Group Replication plugin crashes MySQL 8.0

https://dba.stackexchange.com/questions/227199

20-01-2021
|

Question

Problem description:

INSTALL PLUGIN group_replication SONAME 'group_replication.so';

results in

ERROR 2013 (HY000): Lost connection to MySQL server during query

Specs:

MySQL version: 8.0.13 MySQL Community Server
OS: Ubuntu 16.04.3 LTS (Xenial Xerus) Plugin source: Included with MySQL 8 CE
MySQL configuration:

/etc/mysql/my.cnf
!includedir /etc/mysql/conf.d/
!includedir /etc/mysql/mysql.conf.d/

[mysqld]

# Enable logging
general_log = on
general_log_file=/var/log/mysql/mysql.log
log_error=/var/log/mysql/mysql_error.log

# General replication settings
gtid_mode = ON
enforce_gtid_consistency = ON
master_info_repository = TABLE
relay_log_info_repository = TABLE
binlog_checksum = NONE
log_slave_updates = ON
log_bin = binlog
relay_log = relaylog
binlog_format = ROW
transaction_write_set_extraction = XXHASH64
loose-group_replication_bootstrap_group = OFF
loose-group_replication_start_on_boot = ON
loose-group_replication_ssl_mode = REQUIRED
loose-group_replication_recovery_use_ssl = 1

# Shared replication group configuration
loose-group_replication_group_name = "9dc4e512-e745-11e8-961c-020000db4596"
loose-group_replication_ip_whitelist = "myserver.domainname.com"
loose-group_replication_group_seeds = "myserver.domainname.com:33061"

# Single or Multi-primary mode?
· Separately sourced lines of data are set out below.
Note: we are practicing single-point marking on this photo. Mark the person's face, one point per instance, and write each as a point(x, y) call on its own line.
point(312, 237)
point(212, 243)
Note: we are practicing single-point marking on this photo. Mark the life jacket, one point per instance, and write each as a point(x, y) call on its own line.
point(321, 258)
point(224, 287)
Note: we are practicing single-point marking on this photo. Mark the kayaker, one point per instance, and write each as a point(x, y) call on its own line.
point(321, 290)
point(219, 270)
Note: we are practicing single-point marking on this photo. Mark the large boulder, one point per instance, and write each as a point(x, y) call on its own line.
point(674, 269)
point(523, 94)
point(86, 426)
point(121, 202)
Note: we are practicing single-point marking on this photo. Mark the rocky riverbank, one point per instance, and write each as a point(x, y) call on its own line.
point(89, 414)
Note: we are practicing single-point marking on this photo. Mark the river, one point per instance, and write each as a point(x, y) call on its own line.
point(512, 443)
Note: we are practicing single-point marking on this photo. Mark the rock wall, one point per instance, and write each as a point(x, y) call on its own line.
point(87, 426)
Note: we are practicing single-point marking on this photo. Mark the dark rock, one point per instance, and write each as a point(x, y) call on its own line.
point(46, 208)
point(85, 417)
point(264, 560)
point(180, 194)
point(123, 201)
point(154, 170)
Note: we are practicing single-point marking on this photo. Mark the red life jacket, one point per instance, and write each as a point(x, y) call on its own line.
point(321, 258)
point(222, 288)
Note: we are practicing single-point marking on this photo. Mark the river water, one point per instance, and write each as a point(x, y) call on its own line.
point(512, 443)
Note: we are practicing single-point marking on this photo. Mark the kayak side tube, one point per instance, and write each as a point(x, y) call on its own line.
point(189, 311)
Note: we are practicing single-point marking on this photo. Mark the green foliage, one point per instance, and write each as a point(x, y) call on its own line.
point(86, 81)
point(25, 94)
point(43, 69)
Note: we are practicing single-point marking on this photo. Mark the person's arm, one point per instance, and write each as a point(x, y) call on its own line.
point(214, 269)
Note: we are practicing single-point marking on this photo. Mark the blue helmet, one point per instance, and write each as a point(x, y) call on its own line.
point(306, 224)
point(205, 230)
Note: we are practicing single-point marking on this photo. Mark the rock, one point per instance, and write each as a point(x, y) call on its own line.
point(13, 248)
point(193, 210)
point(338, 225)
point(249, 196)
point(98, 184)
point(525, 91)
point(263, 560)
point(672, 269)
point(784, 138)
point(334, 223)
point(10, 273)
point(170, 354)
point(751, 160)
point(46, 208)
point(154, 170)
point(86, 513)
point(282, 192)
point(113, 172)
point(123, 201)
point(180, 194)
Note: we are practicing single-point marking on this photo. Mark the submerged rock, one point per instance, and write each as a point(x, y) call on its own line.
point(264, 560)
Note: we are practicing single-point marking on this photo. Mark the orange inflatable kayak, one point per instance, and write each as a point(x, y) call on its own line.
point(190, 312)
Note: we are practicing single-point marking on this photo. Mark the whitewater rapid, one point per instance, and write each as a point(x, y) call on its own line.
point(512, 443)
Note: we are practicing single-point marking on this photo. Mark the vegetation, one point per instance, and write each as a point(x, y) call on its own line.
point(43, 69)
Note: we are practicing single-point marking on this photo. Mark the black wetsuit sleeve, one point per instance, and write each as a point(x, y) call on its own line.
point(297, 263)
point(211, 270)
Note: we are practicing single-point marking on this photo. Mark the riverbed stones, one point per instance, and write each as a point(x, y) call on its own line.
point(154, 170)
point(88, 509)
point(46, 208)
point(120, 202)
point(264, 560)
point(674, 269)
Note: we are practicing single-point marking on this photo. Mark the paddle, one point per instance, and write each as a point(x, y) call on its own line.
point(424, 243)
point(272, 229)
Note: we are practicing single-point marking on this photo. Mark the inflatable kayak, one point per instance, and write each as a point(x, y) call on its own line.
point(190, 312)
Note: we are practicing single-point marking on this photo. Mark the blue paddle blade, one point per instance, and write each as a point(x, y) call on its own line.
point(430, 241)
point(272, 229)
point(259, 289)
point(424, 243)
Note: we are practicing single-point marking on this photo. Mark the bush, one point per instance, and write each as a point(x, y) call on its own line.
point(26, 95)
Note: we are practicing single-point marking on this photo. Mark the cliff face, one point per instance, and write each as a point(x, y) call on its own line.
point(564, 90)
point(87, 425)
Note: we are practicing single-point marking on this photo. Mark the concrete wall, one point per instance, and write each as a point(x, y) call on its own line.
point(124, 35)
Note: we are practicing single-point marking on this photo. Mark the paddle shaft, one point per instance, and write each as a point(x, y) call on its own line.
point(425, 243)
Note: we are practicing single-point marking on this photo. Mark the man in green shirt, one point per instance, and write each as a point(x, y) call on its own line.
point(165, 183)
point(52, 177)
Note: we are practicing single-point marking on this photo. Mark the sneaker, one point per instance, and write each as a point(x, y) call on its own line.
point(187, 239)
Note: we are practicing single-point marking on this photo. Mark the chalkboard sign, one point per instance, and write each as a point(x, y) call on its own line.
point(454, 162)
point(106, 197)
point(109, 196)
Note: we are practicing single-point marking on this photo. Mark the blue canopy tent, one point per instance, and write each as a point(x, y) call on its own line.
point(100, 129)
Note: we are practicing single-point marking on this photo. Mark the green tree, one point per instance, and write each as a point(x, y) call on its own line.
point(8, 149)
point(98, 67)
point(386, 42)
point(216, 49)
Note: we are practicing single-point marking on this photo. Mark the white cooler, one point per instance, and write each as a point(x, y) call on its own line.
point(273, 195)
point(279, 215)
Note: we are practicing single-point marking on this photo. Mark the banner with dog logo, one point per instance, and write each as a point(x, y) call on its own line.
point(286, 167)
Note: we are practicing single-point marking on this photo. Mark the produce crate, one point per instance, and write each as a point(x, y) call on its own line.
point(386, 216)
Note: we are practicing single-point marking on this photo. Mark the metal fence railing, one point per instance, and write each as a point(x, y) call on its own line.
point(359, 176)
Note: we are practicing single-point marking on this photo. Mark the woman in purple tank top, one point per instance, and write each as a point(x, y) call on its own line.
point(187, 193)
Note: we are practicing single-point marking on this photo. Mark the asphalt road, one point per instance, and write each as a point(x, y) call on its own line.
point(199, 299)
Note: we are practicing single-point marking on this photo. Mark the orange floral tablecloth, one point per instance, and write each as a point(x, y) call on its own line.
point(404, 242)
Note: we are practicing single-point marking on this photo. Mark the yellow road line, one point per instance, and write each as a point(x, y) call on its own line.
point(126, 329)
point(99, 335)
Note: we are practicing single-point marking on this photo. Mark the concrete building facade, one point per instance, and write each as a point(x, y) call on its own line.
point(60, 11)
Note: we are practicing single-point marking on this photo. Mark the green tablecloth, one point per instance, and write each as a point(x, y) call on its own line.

Uncomment these two lines
# for multi-primary mode, where any host can accept writes
loose-group_replication_single_primary_mode = OFF
loose-group_replication_enforce_update_everywhere_checks = ON

# Custom thresholds
net_read_timeout=3600
net_write_timeout=3600
connect_timeout=300
max_connections=451
max_connect_errors=400

# Host specific replication configuration
server_id = 2
bind-address = "0.0.0.0"
report_host = "myserver.domainname.com"
loose-group_replication_local_address = "myserver.domainname.com:33061"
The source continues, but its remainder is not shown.